# UFC 114 Rampage Vs. Rashad Tonight



## TX4PLAY (Jan 18, 2009)

Who do you like? I really want to see Rampage KO Rashad, if they stay up it can happen but Rashad is a technical fighter and if it goes to the ground I think he gets the edge.


----------



## meangreen360 (May 3, 2009)

I want rampage to whoop rashad's azz. Then again its gonna come down to one punch and who can land it.


----------



## walker (Apr 5, 2009)

well i hope rampage knocks evans head off of his shoulders.. it all depends which rampage shows up....


----------



## 650Brute (Dec 18, 2008)

I can't stand Evans, but Props. He's a good fighter.... Time for him to get a beat down, I hope tonight is the night.


----------



## meangreen360 (May 3, 2009)

Tonight was not the night. Gotta take my hat off to rashad.


----------



## TX4PLAY (Jan 18, 2009)

10-4. He brought his A game but I thought Rampage had him TKO'd in the third and still can't believe he survived.


----------



## 650Brute (Dec 18, 2008)

Details, I didnt get ta watch it...


----------



## kawa650 (Dec 19, 2008)

^^ X2
So Rashad won, if so I kinda figured he would. Rampage is more of a power fighter that will come out and knock your head off in the first round vs Rashad whos more technical that will wear you down to where he wants you then make you tap or KO you. I like them both, bet it was a good match, both great fighters, wish I could seen it.


----------



## meangreen360 (May 3, 2009)

Was not an exciting fight. Little stand up here and there. Glad I didnt pay for it at my house.
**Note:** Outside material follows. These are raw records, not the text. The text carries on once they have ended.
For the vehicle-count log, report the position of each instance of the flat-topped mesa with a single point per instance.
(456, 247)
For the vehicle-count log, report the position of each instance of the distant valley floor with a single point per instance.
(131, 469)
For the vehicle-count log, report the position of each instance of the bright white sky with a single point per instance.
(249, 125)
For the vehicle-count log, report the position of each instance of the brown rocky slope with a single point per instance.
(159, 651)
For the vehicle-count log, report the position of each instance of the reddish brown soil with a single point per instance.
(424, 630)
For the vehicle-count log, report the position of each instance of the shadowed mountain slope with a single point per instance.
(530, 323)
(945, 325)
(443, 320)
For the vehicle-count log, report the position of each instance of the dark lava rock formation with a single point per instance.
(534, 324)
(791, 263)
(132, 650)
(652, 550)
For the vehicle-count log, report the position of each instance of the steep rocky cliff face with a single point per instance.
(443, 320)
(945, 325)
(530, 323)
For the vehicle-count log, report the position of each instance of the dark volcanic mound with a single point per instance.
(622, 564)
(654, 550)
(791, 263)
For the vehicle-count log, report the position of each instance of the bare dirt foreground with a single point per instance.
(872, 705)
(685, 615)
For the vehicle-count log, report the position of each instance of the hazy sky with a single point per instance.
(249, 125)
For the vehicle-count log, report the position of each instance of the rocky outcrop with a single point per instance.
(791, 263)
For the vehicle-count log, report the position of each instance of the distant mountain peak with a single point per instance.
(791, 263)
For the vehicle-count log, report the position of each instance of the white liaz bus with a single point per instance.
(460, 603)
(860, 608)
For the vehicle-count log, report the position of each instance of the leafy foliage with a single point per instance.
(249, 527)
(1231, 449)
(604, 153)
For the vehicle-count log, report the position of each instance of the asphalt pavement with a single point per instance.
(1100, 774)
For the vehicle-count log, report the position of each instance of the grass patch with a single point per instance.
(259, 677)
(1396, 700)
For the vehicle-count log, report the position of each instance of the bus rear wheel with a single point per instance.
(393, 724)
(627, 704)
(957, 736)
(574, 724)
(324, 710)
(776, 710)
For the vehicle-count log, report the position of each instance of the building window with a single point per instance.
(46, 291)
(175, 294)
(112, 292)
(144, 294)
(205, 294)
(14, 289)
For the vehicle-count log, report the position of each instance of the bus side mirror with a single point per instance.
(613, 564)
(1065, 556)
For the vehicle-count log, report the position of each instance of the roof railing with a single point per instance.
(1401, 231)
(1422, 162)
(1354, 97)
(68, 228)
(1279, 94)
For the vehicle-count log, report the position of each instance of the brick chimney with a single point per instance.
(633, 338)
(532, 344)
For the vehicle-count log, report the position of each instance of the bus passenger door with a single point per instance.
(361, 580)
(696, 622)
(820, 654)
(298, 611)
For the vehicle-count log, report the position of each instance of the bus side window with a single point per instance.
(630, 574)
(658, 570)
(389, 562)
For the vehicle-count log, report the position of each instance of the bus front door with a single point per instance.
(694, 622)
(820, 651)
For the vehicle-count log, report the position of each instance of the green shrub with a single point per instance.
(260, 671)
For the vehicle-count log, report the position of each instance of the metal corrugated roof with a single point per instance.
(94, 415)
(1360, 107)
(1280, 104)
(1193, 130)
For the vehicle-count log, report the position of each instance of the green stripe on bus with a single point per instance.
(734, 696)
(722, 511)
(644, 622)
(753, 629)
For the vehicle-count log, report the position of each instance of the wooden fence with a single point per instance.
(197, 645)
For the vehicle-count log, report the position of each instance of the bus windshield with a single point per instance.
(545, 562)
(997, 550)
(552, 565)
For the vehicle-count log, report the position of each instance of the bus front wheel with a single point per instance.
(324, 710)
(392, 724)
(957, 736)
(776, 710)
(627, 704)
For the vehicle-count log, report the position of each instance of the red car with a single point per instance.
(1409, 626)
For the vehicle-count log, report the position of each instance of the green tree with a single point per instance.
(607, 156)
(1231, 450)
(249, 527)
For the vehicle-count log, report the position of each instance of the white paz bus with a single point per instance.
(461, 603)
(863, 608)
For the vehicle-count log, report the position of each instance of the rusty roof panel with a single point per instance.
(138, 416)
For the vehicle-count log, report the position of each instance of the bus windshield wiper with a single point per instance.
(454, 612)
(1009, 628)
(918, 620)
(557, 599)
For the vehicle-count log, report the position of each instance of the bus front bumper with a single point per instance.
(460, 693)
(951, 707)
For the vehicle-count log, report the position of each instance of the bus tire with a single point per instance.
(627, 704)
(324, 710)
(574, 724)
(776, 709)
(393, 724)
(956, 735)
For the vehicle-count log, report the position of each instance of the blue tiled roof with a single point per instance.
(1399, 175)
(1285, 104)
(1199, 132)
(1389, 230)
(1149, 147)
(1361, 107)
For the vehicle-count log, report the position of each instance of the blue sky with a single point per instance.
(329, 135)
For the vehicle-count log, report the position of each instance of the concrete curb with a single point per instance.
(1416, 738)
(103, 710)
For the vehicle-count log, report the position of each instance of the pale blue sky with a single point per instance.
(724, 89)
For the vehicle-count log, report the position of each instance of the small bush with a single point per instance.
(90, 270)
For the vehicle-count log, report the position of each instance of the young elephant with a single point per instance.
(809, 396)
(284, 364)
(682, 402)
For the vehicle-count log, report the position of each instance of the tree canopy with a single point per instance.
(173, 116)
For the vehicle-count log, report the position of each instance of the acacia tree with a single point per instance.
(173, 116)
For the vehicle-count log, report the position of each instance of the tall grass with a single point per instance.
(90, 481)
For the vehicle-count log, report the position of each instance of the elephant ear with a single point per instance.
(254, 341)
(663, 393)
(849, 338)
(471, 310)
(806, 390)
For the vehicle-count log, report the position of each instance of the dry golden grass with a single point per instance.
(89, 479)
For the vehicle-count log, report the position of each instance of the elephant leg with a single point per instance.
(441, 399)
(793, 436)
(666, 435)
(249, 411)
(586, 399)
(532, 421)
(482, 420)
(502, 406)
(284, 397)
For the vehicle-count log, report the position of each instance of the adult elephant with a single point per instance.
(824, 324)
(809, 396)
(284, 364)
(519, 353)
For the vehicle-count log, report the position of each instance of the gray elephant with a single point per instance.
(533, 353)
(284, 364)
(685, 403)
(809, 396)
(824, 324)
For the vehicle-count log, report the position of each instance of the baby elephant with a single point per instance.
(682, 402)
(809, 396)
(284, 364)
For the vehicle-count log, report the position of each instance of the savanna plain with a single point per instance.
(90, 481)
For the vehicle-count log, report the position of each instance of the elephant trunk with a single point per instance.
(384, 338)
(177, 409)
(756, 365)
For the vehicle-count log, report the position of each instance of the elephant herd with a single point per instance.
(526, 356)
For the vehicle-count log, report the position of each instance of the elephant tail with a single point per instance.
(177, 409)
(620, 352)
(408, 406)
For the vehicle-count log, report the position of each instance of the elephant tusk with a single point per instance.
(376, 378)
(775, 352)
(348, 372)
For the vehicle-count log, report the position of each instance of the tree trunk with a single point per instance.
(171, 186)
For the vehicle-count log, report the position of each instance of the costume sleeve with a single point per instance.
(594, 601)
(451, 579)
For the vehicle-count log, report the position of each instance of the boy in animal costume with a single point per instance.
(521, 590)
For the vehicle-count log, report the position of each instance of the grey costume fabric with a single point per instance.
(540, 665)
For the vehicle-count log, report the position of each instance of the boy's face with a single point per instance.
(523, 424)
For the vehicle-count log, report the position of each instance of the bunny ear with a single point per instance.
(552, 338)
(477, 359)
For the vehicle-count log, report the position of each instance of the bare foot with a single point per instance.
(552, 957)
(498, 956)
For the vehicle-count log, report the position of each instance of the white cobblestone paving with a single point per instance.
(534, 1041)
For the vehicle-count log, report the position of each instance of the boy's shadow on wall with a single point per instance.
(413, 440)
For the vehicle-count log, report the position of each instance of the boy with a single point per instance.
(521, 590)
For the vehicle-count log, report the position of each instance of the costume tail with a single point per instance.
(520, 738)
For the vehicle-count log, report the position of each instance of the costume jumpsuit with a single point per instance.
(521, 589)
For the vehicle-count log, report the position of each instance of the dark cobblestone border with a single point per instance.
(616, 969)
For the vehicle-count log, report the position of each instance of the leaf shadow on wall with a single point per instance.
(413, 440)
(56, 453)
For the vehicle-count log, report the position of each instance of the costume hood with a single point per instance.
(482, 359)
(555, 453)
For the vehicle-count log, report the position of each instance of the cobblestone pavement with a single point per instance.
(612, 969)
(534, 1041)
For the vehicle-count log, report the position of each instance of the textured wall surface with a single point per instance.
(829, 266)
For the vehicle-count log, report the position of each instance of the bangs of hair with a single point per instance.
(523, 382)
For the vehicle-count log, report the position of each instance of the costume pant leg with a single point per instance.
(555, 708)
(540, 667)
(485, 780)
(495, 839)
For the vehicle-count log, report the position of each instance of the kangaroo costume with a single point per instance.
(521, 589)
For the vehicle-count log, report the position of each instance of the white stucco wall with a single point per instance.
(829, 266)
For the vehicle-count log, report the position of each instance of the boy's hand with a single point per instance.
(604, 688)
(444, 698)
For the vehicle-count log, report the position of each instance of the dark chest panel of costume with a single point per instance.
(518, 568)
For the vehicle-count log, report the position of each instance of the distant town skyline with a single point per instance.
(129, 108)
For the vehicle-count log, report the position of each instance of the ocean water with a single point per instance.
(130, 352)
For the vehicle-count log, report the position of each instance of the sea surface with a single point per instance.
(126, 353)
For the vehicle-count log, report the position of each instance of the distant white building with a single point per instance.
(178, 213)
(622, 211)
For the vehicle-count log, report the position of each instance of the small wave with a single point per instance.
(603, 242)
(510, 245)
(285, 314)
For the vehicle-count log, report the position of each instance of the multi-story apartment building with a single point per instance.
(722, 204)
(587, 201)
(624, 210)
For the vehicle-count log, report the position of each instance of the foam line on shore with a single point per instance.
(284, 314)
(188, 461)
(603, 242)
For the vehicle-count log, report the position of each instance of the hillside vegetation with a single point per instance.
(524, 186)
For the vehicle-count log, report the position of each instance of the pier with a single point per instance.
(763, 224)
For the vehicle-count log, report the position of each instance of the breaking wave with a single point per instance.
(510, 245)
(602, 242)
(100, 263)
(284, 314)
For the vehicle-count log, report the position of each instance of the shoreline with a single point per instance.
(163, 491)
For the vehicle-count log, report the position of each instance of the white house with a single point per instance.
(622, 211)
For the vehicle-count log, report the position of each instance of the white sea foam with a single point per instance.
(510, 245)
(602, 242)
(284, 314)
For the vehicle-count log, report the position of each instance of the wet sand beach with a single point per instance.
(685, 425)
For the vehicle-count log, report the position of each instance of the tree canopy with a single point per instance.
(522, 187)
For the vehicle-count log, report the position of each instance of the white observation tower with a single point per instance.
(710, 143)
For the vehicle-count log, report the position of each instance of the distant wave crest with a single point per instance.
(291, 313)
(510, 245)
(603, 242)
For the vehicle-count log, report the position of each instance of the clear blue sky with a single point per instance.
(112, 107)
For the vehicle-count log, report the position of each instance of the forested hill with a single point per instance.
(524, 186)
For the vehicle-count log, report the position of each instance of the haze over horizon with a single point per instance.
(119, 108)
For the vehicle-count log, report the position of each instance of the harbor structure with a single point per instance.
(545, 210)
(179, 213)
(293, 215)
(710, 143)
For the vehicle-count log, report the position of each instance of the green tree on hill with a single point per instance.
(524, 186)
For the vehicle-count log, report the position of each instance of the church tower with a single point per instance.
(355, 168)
If that tells you any thing


----------



## seth5208 (Mar 20, 2010)

pretty much all rashad did was get in close push rampage up against the cage try to take him down rashad did land a pretty good right in the first round but rashad didn't live up to what he said he said he'd beat rampage in his own game so he pu$$ed out and didnt try to go toe to toe with him like he said which was smart on his part cuz he woulda gotten whooped that way but the second round was pretty much the same as the first rashad got a take down and pretty much controlled the round but didn't do much of anything then in the third rampage got a nich left in and put rashad on his back then hit him with about 5 hits and at what point it should of been called cuz he was not defending himself but it didn't so then the grappled on the ground a little bit got back up and rashad was still rocked pretty bad but rampage didn't capitalize on it and let rashad get his head back on so rampage was not nearly aggressive enough like he said he was gonna be if he would of been he probably would of gotten his hand raised instead


----------



## walker (Apr 5, 2009)

well they talked a better fight than they put on...


----------